Richard Clark wrote:

wrote:
For lossless transmission lines, |rho| = Sqrt(Pref/Pfwd). You don't
even need to know the load and/or source impedances.

How did you get a -1 out of your |rho|?

I probably should have said rho^2 = Pref/Pfwd. When Pref = Pfwd,
rho can be plus or minus one. I used |rho| to indicate a magnitude,
sans phase angle, not an absolute value.

Hi Cecil,

You obviously don't respect/know the difference between a dependant
variable (rho) and independent variables (P).

Rho is a dependency of the interface, not a translatable value you are
forcing illogic to perform. You really need to ride your bike to the
library more and offer these poor examples less. Since Rho is the
dependant variable, even squared (for you to force a -1 into this
charade) requires a concurrent observance of a negative in the right
hand side (negative power - perhaps if you were in a black hole).

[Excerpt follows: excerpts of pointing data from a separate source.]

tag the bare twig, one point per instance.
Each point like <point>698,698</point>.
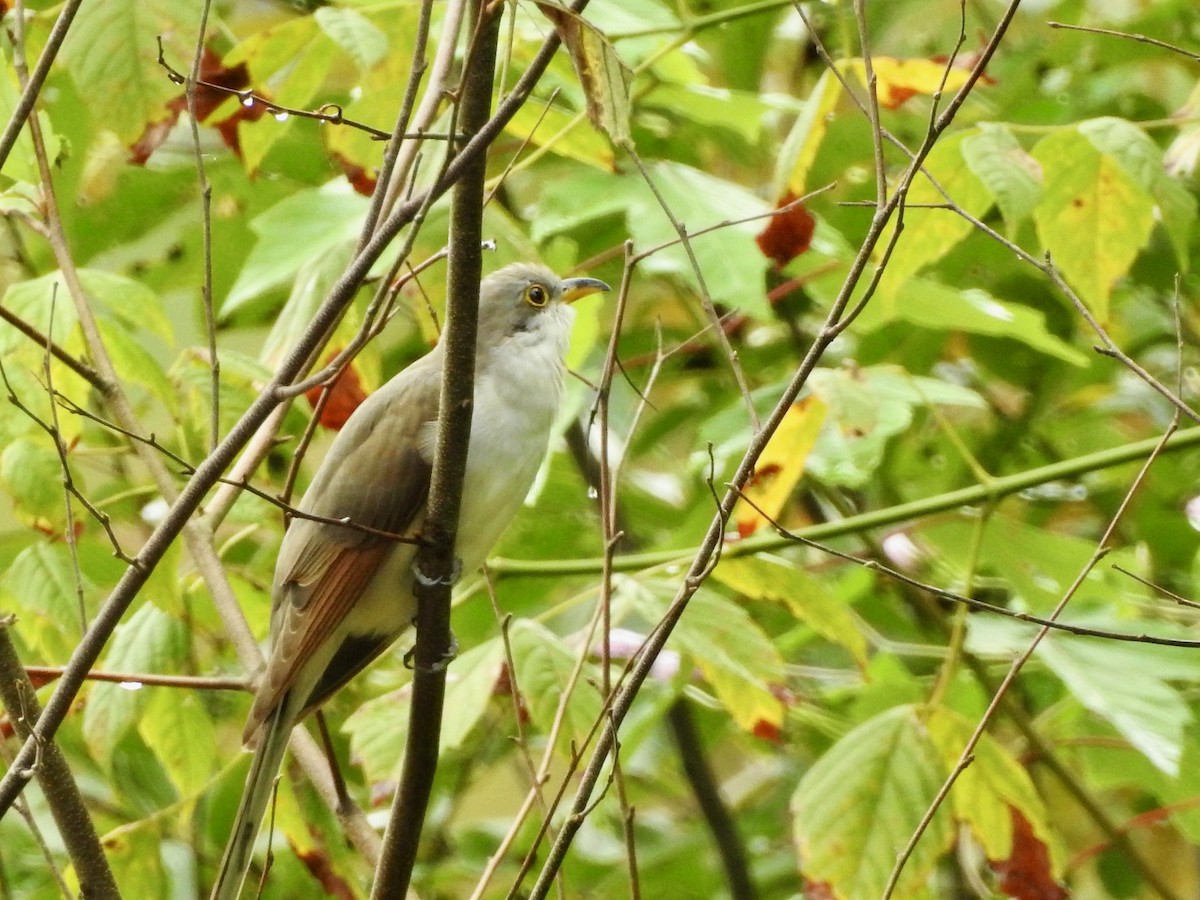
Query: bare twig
<point>33,87</point>
<point>1127,36</point>
<point>1149,874</point>
<point>435,559</point>
<point>54,777</point>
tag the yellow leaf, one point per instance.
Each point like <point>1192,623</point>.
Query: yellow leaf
<point>603,75</point>
<point>781,465</point>
<point>804,139</point>
<point>898,79</point>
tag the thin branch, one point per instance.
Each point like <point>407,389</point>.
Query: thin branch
<point>210,321</point>
<point>33,88</point>
<point>259,409</point>
<point>999,487</point>
<point>79,367</point>
<point>713,539</point>
<point>435,563</point>
<point>1147,873</point>
<point>325,114</point>
<point>1127,36</point>
<point>706,299</point>
<point>45,675</point>
<point>703,785</point>
<point>54,775</point>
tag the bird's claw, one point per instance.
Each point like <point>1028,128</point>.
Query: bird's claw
<point>427,581</point>
<point>441,665</point>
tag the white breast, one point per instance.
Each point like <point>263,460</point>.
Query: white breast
<point>517,393</point>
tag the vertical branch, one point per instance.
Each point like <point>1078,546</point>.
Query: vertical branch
<point>210,323</point>
<point>873,105</point>
<point>54,777</point>
<point>33,88</point>
<point>703,784</point>
<point>435,563</point>
<point>705,558</point>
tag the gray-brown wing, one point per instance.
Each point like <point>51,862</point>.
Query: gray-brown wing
<point>376,474</point>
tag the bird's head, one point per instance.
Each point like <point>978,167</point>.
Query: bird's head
<point>531,304</point>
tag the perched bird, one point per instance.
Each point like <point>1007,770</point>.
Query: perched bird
<point>342,595</point>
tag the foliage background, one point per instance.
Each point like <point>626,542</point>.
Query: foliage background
<point>960,430</point>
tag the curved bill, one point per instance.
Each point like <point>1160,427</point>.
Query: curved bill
<point>575,288</point>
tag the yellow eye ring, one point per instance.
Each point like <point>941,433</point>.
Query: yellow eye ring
<point>537,295</point>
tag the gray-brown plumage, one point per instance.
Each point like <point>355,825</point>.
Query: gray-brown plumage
<point>342,595</point>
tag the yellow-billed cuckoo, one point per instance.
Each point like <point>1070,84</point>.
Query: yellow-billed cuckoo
<point>342,595</point>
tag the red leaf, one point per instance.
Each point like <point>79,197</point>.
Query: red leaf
<point>360,179</point>
<point>787,234</point>
<point>345,396</point>
<point>321,867</point>
<point>1026,874</point>
<point>208,97</point>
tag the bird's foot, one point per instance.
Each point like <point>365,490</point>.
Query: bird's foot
<point>448,657</point>
<point>430,581</point>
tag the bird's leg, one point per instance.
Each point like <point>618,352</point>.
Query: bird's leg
<point>448,657</point>
<point>427,581</point>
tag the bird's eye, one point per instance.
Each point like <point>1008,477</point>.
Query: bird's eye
<point>537,295</point>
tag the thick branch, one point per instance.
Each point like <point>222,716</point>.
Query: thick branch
<point>709,550</point>
<point>436,558</point>
<point>700,775</point>
<point>54,777</point>
<point>209,472</point>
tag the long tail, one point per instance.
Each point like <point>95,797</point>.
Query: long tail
<point>259,784</point>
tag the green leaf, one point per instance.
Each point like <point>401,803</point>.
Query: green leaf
<point>113,58</point>
<point>31,473</point>
<point>712,107</point>
<point>148,641</point>
<point>1143,161</point>
<point>603,75</point>
<point>22,163</point>
<point>135,856</point>
<point>804,139</point>
<point>303,226</point>
<point>1126,684</point>
<point>42,303</point>
<point>558,130</point>
<point>580,198</point>
<point>928,304</point>
<point>1093,216</point>
<point>544,665</point>
<point>862,802</point>
<point>929,234</point>
<point>1007,171</point>
<point>736,657</point>
<point>135,364</point>
<point>990,787</point>
<point>41,588</point>
<point>811,600</point>
<point>732,267</point>
<point>867,407</point>
<point>288,64</point>
<point>179,730</point>
<point>378,729</point>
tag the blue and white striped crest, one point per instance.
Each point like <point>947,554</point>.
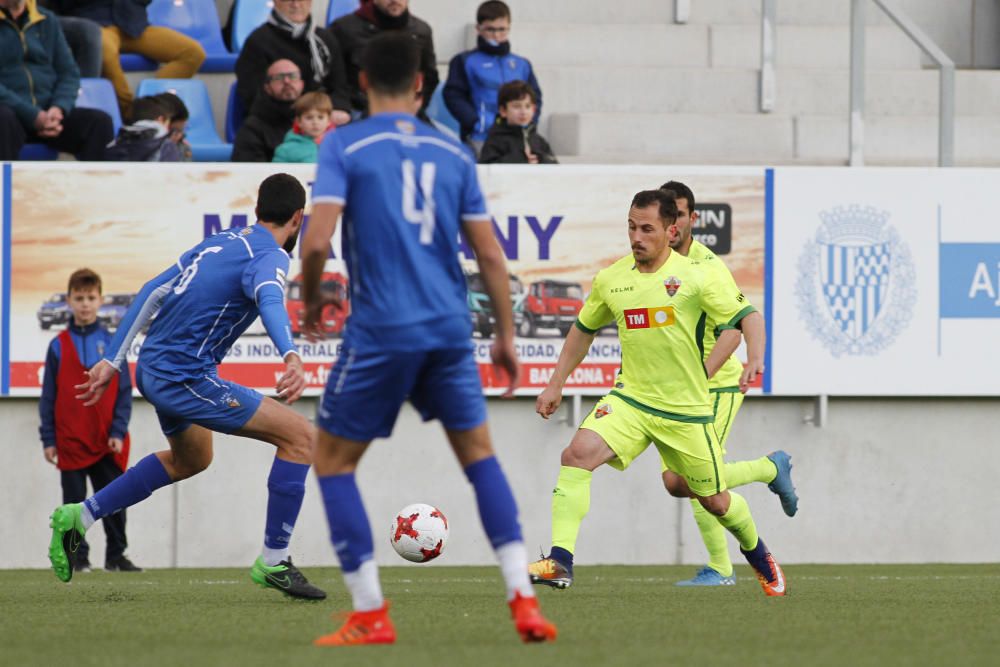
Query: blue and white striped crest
<point>855,280</point>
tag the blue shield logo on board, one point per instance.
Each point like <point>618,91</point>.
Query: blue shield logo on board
<point>856,285</point>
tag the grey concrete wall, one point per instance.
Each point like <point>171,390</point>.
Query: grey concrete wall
<point>885,481</point>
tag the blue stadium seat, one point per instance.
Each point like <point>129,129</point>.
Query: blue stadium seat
<point>198,20</point>
<point>248,15</point>
<point>235,114</point>
<point>338,8</point>
<point>206,146</point>
<point>94,94</point>
<point>438,112</point>
<point>100,94</point>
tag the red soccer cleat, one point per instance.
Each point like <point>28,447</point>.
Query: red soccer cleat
<point>362,627</point>
<point>529,622</point>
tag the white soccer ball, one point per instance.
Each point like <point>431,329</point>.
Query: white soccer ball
<point>419,532</point>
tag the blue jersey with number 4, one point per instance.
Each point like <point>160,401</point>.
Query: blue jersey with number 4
<point>405,188</point>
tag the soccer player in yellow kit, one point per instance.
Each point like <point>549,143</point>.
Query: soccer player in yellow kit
<point>661,301</point>
<point>727,397</point>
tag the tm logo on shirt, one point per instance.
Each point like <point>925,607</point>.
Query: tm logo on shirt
<point>647,318</point>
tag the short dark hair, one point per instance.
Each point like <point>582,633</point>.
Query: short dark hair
<point>278,198</point>
<point>680,191</point>
<point>661,198</point>
<point>83,279</point>
<point>148,108</point>
<point>391,61</point>
<point>492,10</point>
<point>175,105</point>
<point>513,91</point>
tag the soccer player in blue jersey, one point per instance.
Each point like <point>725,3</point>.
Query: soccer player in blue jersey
<point>202,304</point>
<point>406,191</point>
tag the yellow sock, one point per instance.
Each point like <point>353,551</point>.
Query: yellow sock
<point>714,537</point>
<point>570,503</point>
<point>739,522</point>
<point>740,473</point>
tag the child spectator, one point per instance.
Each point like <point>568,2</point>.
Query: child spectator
<point>178,116</point>
<point>86,442</point>
<point>313,112</point>
<point>513,139</point>
<point>147,139</point>
<point>475,76</point>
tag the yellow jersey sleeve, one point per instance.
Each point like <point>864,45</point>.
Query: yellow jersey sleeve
<point>595,313</point>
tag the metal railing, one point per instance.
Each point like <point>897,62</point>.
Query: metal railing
<point>946,88</point>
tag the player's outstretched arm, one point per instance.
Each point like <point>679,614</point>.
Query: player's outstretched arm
<point>493,269</point>
<point>725,346</point>
<point>756,337</point>
<point>573,353</point>
<point>315,248</point>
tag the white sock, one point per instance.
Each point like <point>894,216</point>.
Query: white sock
<point>365,588</point>
<point>513,559</point>
<point>86,518</point>
<point>272,557</point>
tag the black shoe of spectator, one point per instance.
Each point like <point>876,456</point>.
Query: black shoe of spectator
<point>123,564</point>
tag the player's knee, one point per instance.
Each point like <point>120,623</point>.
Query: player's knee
<point>674,484</point>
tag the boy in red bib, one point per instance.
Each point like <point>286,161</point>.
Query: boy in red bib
<point>86,441</point>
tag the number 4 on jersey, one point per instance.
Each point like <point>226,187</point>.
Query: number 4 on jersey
<point>419,216</point>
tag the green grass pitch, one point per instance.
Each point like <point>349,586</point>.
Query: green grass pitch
<point>833,615</point>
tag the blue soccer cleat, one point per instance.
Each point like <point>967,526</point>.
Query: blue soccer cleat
<point>782,484</point>
<point>708,577</point>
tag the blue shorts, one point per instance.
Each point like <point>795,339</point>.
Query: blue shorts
<point>365,391</point>
<point>207,401</point>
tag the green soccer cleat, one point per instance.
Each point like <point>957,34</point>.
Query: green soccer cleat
<point>67,535</point>
<point>286,578</point>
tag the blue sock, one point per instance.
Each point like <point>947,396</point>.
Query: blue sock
<point>137,484</point>
<point>350,531</point>
<point>497,507</point>
<point>286,486</point>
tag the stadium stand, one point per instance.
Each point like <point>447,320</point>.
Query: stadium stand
<point>196,19</point>
<point>206,146</point>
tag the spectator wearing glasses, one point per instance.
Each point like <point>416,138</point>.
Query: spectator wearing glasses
<point>475,77</point>
<point>354,31</point>
<point>271,115</point>
<point>290,34</point>
<point>125,28</point>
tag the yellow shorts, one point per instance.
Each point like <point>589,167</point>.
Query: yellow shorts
<point>691,450</point>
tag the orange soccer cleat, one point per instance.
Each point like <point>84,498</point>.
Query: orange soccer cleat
<point>529,622</point>
<point>362,627</point>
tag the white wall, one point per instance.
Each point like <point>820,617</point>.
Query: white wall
<point>886,481</point>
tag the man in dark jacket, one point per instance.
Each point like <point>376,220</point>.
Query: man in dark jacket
<point>475,76</point>
<point>125,28</point>
<point>38,86</point>
<point>513,139</point>
<point>271,115</point>
<point>290,34</point>
<point>354,31</point>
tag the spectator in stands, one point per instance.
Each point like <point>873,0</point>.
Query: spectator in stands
<point>86,441</point>
<point>84,39</point>
<point>39,82</point>
<point>312,122</point>
<point>126,29</point>
<point>475,76</point>
<point>513,139</point>
<point>271,115</point>
<point>178,116</point>
<point>374,16</point>
<point>290,34</point>
<point>147,139</point>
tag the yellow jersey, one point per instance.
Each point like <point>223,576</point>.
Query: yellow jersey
<point>728,375</point>
<point>662,319</point>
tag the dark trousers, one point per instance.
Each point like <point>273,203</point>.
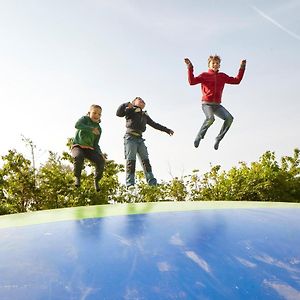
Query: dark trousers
<point>79,154</point>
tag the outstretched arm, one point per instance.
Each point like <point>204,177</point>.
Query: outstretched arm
<point>191,78</point>
<point>158,126</point>
<point>243,64</point>
<point>240,75</point>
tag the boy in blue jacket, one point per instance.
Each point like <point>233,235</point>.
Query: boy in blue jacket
<point>136,121</point>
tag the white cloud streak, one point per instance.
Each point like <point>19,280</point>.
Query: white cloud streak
<point>268,18</point>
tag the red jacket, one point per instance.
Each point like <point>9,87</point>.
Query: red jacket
<point>212,83</point>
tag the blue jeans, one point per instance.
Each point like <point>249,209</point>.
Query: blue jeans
<point>135,146</point>
<point>210,110</point>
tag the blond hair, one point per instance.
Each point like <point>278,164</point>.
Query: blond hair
<point>95,106</point>
<point>214,57</point>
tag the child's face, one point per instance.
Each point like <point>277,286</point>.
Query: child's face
<point>95,114</point>
<point>139,102</point>
<point>214,65</point>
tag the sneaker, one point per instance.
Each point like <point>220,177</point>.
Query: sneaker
<point>96,185</point>
<point>131,189</point>
<point>196,143</point>
<point>77,182</point>
<point>216,146</point>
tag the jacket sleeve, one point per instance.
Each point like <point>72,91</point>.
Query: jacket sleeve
<point>191,78</point>
<point>157,126</point>
<point>122,111</point>
<point>237,79</point>
<point>81,124</point>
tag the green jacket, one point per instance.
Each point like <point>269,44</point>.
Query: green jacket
<point>84,135</point>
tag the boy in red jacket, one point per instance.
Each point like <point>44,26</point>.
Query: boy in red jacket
<point>212,85</point>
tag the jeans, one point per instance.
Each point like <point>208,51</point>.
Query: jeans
<point>135,146</point>
<point>79,154</point>
<point>210,110</point>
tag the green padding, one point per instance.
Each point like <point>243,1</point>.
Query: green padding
<point>100,211</point>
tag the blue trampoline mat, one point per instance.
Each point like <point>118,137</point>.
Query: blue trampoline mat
<point>251,253</point>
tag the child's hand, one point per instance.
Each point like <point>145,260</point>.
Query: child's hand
<point>188,62</point>
<point>243,64</point>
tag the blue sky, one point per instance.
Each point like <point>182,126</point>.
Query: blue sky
<point>58,57</point>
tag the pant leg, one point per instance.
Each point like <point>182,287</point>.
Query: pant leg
<point>97,159</point>
<point>225,115</point>
<point>78,155</point>
<point>130,149</point>
<point>209,119</point>
<point>144,158</point>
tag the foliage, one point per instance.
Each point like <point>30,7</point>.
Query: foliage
<point>24,188</point>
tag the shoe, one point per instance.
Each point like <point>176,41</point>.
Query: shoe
<point>131,189</point>
<point>216,146</point>
<point>77,182</point>
<point>96,185</point>
<point>196,143</point>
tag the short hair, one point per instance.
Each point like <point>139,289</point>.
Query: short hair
<point>137,98</point>
<point>95,106</point>
<point>214,57</point>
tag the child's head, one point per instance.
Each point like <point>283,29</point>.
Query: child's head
<point>214,62</point>
<point>138,101</point>
<point>95,113</point>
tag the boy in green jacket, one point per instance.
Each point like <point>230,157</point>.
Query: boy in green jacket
<point>85,145</point>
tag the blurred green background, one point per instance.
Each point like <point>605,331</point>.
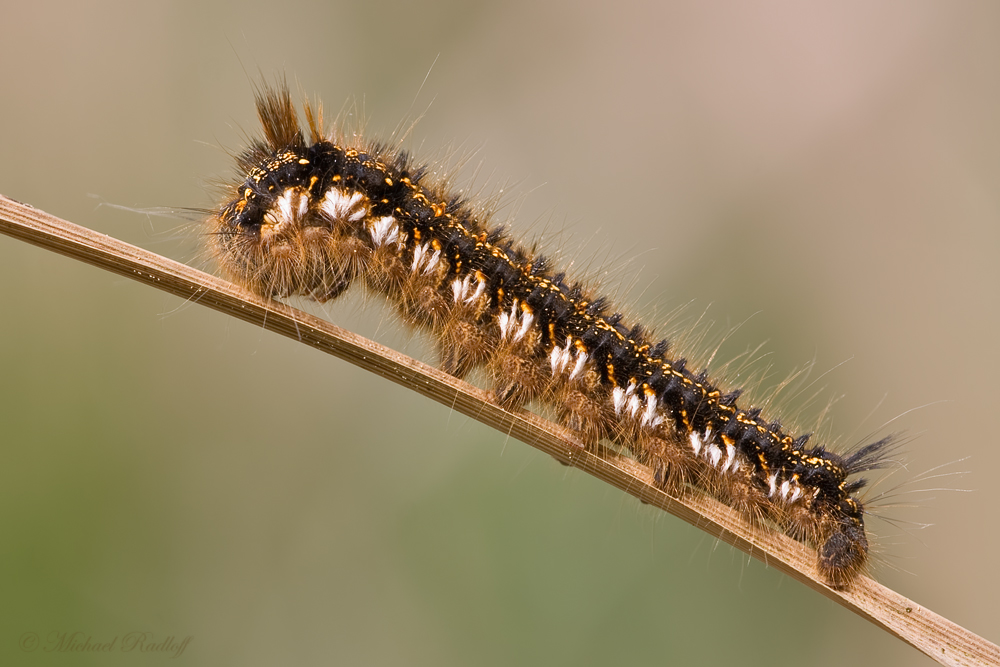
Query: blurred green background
<point>827,175</point>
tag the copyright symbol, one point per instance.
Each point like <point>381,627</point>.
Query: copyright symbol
<point>28,642</point>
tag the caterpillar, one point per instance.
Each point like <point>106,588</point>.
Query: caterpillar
<point>312,214</point>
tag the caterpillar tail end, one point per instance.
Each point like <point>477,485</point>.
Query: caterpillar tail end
<point>843,556</point>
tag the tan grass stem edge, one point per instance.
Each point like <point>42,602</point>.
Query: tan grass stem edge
<point>938,637</point>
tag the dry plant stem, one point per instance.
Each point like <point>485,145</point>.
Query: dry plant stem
<point>938,637</point>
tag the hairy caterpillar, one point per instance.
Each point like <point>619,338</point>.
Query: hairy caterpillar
<point>312,215</point>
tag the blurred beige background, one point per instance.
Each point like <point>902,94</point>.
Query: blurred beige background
<point>827,175</point>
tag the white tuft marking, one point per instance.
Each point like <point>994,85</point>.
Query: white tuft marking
<point>730,458</point>
<point>695,443</point>
<point>618,399</point>
<point>338,205</point>
<point>503,324</point>
<point>649,417</point>
<point>479,291</point>
<point>634,405</point>
<point>432,262</point>
<point>384,231</point>
<point>285,205</point>
<point>796,493</point>
<point>418,257</point>
<point>714,454</point>
<point>526,322</point>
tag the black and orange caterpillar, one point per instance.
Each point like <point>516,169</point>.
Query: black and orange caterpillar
<point>310,216</point>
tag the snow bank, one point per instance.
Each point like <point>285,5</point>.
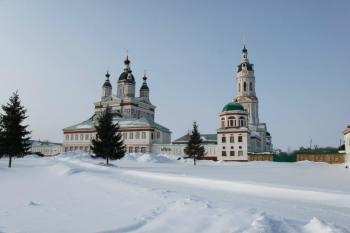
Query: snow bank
<point>317,226</point>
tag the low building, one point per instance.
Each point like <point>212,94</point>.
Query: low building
<point>46,148</point>
<point>178,146</point>
<point>332,158</point>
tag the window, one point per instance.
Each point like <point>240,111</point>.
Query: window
<point>223,139</point>
<point>241,121</point>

The long and short of it is that this confirms Jim's observance of
your forced math serving your canards rather than logic. Oh, and
please stop offering and polluting Chipman as a resource when you've
only copied one page.

73's
Richard Clark, KB7QHC

Richard Clark wrote:
Since Rho is the
dependant variable, even squared (for you to force a -1 into this
charade) requires a concurrent observance of a negative in the right
hand side (negative power - perhaps if you were in a black hole).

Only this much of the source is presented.